In 1864, Swarthmore’s founders made a bold statement when they petitioned the
Pennsylvania legislature to charter a college with both female and male students—and with a governing board equally comprised of men and women. Nearly 60 years later, President Frank Aydelotte’s introduction of the Honors Program served as another bold act of hope for future generations by further reinforcing that academic rigor was the cornerstone of the College. Swarthmore’s most enduring tradition, it could be said, is to imagine, inspire, and innovate in order to continually provide students with an exceptional liberal arts education.
We live in challenging and exciting times for higher education and especially for small, residential liberal arts colleges. The accelerating rate of the production of information, a more pervasive awareness of global connections, vast technological changes, and daunting financial pressures combine to produce a particular set of contemporary opportunities and challenges.
Many questions lie ahead: What will student demographics be like in 2030? Is our business model sustainable? Can financial aid keep pace with need? Can residential colleges serve their alumni better over their lifetimes? How might alumni themselves serve as educational resources and engaged members of the College community? In making the case for the liberal arts, Swarthmore should convene others to analyze future trends and best practices.

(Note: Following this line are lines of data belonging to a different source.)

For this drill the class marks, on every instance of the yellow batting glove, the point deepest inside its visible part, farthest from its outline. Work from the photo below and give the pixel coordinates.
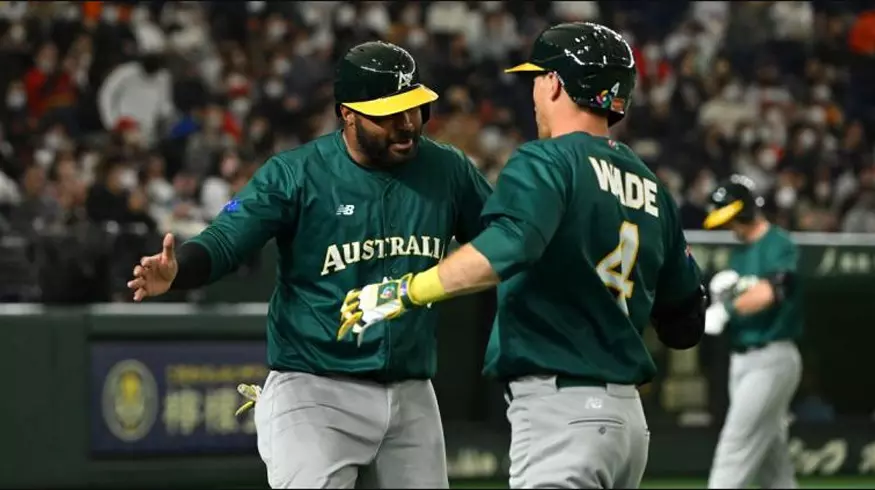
(251, 393)
(372, 304)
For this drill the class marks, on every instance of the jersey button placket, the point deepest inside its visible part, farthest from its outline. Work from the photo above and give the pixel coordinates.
(391, 228)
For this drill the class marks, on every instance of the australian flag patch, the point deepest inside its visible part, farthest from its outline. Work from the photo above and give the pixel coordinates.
(231, 206)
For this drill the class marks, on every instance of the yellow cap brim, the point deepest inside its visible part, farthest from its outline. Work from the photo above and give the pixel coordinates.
(721, 216)
(394, 104)
(525, 67)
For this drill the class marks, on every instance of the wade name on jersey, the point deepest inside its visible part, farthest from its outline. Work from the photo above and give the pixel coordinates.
(632, 190)
(339, 257)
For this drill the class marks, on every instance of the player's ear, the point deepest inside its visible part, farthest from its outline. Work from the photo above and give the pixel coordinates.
(347, 115)
(555, 86)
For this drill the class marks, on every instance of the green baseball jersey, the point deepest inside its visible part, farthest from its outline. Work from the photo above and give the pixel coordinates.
(609, 245)
(774, 253)
(339, 226)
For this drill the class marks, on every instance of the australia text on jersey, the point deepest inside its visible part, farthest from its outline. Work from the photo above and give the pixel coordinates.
(338, 257)
(632, 190)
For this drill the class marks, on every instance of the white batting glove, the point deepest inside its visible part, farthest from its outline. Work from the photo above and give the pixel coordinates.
(722, 282)
(251, 393)
(716, 318)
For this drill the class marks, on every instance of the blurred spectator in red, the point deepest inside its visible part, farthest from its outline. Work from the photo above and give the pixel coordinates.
(140, 90)
(49, 85)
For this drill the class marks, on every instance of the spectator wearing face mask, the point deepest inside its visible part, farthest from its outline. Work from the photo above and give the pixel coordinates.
(140, 90)
(113, 198)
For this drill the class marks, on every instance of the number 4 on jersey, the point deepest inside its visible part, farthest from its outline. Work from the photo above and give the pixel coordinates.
(623, 258)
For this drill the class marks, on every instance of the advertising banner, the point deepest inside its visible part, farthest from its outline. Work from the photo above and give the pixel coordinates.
(172, 397)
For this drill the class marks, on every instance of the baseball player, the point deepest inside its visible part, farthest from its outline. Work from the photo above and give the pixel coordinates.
(586, 249)
(758, 299)
(369, 201)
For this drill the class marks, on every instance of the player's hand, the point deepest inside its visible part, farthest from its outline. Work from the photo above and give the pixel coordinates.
(251, 393)
(722, 285)
(716, 318)
(373, 303)
(154, 275)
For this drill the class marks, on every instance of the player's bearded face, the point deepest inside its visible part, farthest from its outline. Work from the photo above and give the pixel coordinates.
(390, 140)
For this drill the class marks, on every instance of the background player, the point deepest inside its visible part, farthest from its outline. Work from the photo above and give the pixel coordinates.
(758, 297)
(588, 249)
(351, 207)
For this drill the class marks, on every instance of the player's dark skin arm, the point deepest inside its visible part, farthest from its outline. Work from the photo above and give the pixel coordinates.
(512, 247)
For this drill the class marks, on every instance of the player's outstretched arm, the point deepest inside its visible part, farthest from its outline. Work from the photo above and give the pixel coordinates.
(266, 204)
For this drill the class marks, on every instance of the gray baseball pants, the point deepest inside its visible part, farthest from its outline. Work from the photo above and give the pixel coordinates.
(753, 442)
(335, 432)
(575, 436)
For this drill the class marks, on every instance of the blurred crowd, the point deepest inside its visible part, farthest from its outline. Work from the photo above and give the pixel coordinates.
(125, 120)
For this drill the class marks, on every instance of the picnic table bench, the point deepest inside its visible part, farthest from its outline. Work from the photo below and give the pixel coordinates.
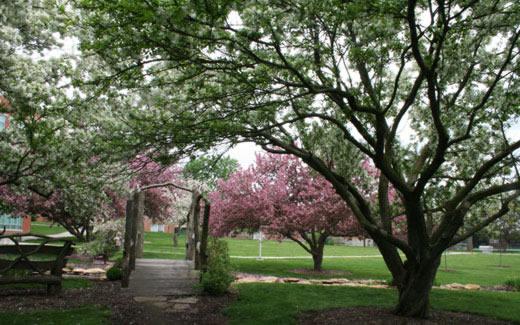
(40, 262)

Strategic Directions recommends that the College create the Swarthmore Institute for the Liberal Arts in the 21st century to study and expand liberal arts education at Swarthmore, in the United States, and around the world. This institute would:
• Foster curricular innovation, explore new pedagogical practices, and study new
• Support scholarly activity on the future of the liberal arts within the global higher education system.
• Promote the visibility and viability of the residential liberal arts college in general and of Swarthmore in particular. The Institute could become a destination for scholars outside Swarthmore who are interested in the future of the liberal arts by stimulating generative conversation about liberal arts education and providing a physical space to convene such activity. The Institute might work particularly well in tandem with the Town Center West project, which includes the development of a 40-room Inn, restaurant, retail, and conference spaces to be built on the edge of the south end of campus.
• Provide opportunities for alumni and others who live “liberal arts lives” to engage in conversations, conduct research, or teach. This provides an opportunity for students to learn from alumni who have used their liberal arts background in myriad professions, through volunteer activities as well as in academic settings.